Peru has also received refugees from Venezuela, and the climate of xenophobia can make these newcomers feel unwelcome and unsafe, said Adita Torres, president of the Lutheran Church of Peru (Iglesia Luterana del Perú). In its refugee response, the church strives to make everyone feel welcome, providing a listening space and spiritual support. Venezuelan refugees reciprocate by offering their gifts and skills to help the church.
“The most important thing for these people is to hear words of encouragement, of hope, of acceptance,” Torres said. “[People who are migrants] need to see that not everyone rejects them, and there are people, churches and other bodies which accompany and support them.”
Among the best practices for migration ministry that Torres recommends are to train volunteers well and to intentionally plan out the care to be provided.
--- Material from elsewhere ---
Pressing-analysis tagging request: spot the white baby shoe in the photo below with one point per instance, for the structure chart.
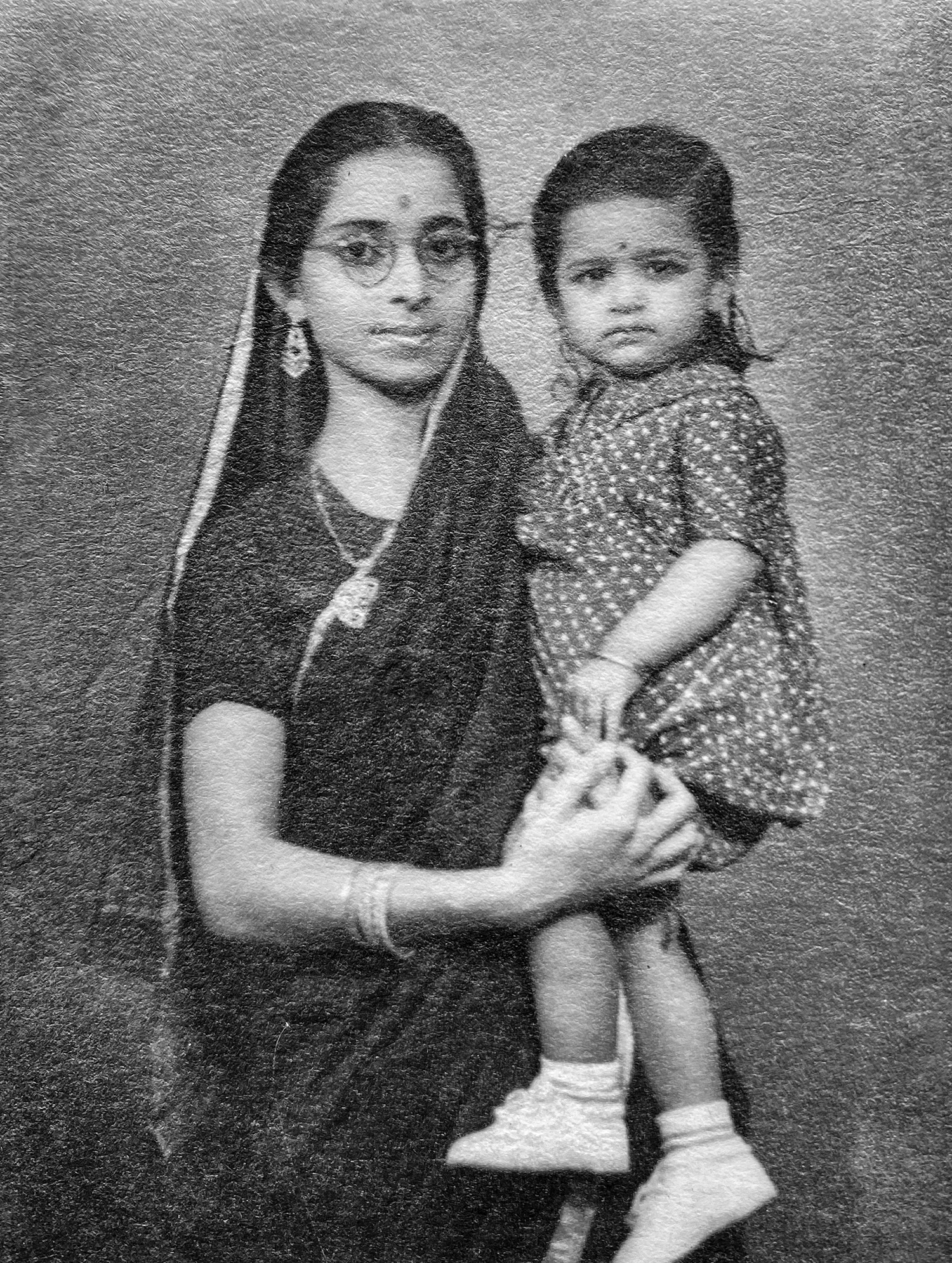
(539, 1128)
(694, 1193)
Sometimes the church’s first solution might not be the best one, so there’s a learning curve. For example, Torres said, it’s important to ask refugees and migrants about their basic preferred foods, which can differ across cultures. Peruvians eat rice as a staple, while Venezuelans tend to eat beans and flour-based foods.
On top of meeting such basic needs, the Lutheran Church of Peru is looking to provide legal aid and psychosocial care for trauma. “We’re now training volunteers who want to care for the Venezuelan migrants,” Torres said. “It’s a good idea to get the church ready, not only for caring for the migrants we now have, but other migrants who might come in the future.”
“Migrants need to see that not everyone rejects them, and there are people, churches and other bodies which accompany and support them.”
Meanwhile, Hernández Miranda emphasized the importance of involving Venezuelans at the forefront of migrant care centers. He described these Venezuelan leaders, who have stepped up to offer their gifts and knowledge to the migration ministry, as a blessing to the Evangelical Lutheran Church of Colombia.
“Venezuelans feel more comfortable when they come to the center and are received by a person from their own country who knows their situation, went through the same migration process, made the same long walk and arrived to an unfamiliar place,” he said.
The Costa Rican Lutheran Church makes sure to look out for the most vulnerable people, including women with children and transgender people, and to prioritize their care. The key, Quesada Mora said, is “being able to discern when a person, or a human being, is a potential victim of intersecting forms of discrimination,” which may put them at a higher risk.
Quesada Mora noted that the church has an “evangelical mandate” to care for people who have been marginalized and excluded from society, while Torres added that the Bible calls the church to provide shelter to foreigners.
“Our mission is to serve, to always be close to our neighbor, especially the most needy,” Torres said. “We need to be there, accompanying them. That’s our mission, to share God’s love with those who need it most.”
Former ELCA Missionary Katie Kline assisted with reporting for this article.